American cafe culture is oddly solitary. Core77 notes that American cafes are loosely based on French Coffeehouses. But one crucial difference between French and American cafes is the arraignment of the chairs. In France they face the street and encourage people watching. In America, cafes are designed around power outlets and our wireless connections. Core 77 explains why this might be the case:
In a traditional coffeehouse you sit and plot revolutions or listen to weird, challenging poetry. But Americans are not interested in the complexity of actual politics nor do they have an ear for poetry. So hitting the “Like” button on a Facebook snippet about the latest political pundit’s bumper sticker wisdom or forwarding an e-mail about a cat that wants a cheeseburger are the preferred activities.
More and more cafe owners are finding the sit and surf model financially unsustainable. It’s very expensive to pay for rent and wifi and only have patrons buy a coffee and a bagel over the course of an entire afternoon. Some Café owners are ditching the WiFi and going with the of the Italian “stand and serve model,” which encourages social interaction and fast turnaround.
The Times reports:
Instead of idling at a chair, customers at these establishments stand or perch on a stool to down a cappuccino or an iced coffee at the counter. By doing away with the comfy seats, roomy tables and working outlets that many customers now seem to believe are included in the price of a macchiato, the new coffee bars challenge the archetypal American cafe.
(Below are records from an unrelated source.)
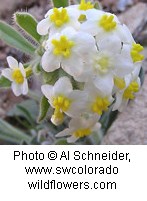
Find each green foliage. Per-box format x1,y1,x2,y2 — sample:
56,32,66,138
14,12,41,42
0,76,11,88
52,0,69,8
0,21,35,55
38,96,49,122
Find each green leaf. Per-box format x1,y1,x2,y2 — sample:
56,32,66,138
0,21,35,55
14,12,41,42
38,96,49,122
42,69,59,85
0,76,11,87
52,0,69,8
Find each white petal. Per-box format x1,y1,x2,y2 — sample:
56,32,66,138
21,79,28,95
118,99,129,112
94,74,114,95
2,68,13,81
42,51,60,72
115,55,134,77
73,32,97,57
112,92,123,111
37,18,50,35
61,53,84,77
55,128,71,137
86,9,105,21
41,84,53,100
11,82,22,96
67,135,79,143
61,27,76,38
7,56,18,69
117,24,135,44
97,34,122,53
53,77,72,95
19,63,26,77
81,20,99,36
65,90,87,118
Coffee-bar owners say that while space and rent can be considerations, they’re installing counters because they create a lively environment where it’s easy to have a quick, convivial exchange. “There’s clearly a philosophy behind the coffee bar,” said Christian Geckeler, who describes his ongoing odyssey to taste the country’s best coffee on Manseekingcoffee.com. “It puts the emphasis on the coffee and the barista.”